Every enterprise software organization I've worked for created technology that could drive significant benefits for the buyers - as long as they were willing to make some changes within their organizations. And every one of those buyers worried about the unintended consequences that might result from changing the way they operated in order to take advantage of new technologies.
Because what derails the adoption of new technology in a workplace generally isn't whether it works according to specifications, but rather whether it works for the people who have to use it every day. Organizations generally invest a lot of energy in the purchase process - evaluating multiple vendors, seeing lots of demonstrations, and having the attorneys hammer away at each other to cover every contingency in the contract process. Unfortunately, many don't spend as much time as they should planning for how they'll help their employees embrace the changes the new technology will bring with it.

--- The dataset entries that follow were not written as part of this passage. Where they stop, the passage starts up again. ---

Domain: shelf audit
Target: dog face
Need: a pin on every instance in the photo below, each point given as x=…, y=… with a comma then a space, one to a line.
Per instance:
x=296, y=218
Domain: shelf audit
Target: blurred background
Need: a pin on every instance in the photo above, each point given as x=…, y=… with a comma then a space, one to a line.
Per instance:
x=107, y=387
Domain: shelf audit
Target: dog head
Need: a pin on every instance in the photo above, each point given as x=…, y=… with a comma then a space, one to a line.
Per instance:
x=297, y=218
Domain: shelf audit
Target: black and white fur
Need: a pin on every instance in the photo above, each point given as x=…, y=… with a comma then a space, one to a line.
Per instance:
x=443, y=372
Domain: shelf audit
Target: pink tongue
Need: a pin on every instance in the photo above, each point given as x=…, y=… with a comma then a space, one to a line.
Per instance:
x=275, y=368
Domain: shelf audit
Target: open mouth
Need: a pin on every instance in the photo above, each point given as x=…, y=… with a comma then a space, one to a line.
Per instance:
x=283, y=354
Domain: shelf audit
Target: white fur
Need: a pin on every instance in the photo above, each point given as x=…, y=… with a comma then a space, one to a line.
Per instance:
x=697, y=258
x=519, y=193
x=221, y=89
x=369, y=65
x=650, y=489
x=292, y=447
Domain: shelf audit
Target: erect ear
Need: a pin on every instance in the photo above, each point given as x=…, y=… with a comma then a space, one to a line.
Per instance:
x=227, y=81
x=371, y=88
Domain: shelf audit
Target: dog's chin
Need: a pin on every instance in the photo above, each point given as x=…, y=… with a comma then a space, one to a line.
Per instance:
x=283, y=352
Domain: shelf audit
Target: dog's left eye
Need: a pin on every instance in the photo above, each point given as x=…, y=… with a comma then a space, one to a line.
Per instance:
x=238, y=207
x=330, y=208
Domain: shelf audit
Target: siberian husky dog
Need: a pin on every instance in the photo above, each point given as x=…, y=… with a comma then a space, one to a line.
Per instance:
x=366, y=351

The organizations that get the most value out of their technology investments are those that plan for change. There are lots of change management experts and protocols out there, but most boil down to a few common principles:
- Make sure you've got representation from all impacted stakeholder groups throughout a change effort. Encourage debate - it gets you to better answers.
In this podcast I recorded with CFO Jim Thompson of Cavender's, a western wear retailer, he talks about the importance of compassion for your people in driving successful change. Meet them where they are, and help them walk before they run. Take a lesson from the creators of the robot dog. When you plan for resilience, you can take a shot without falling down.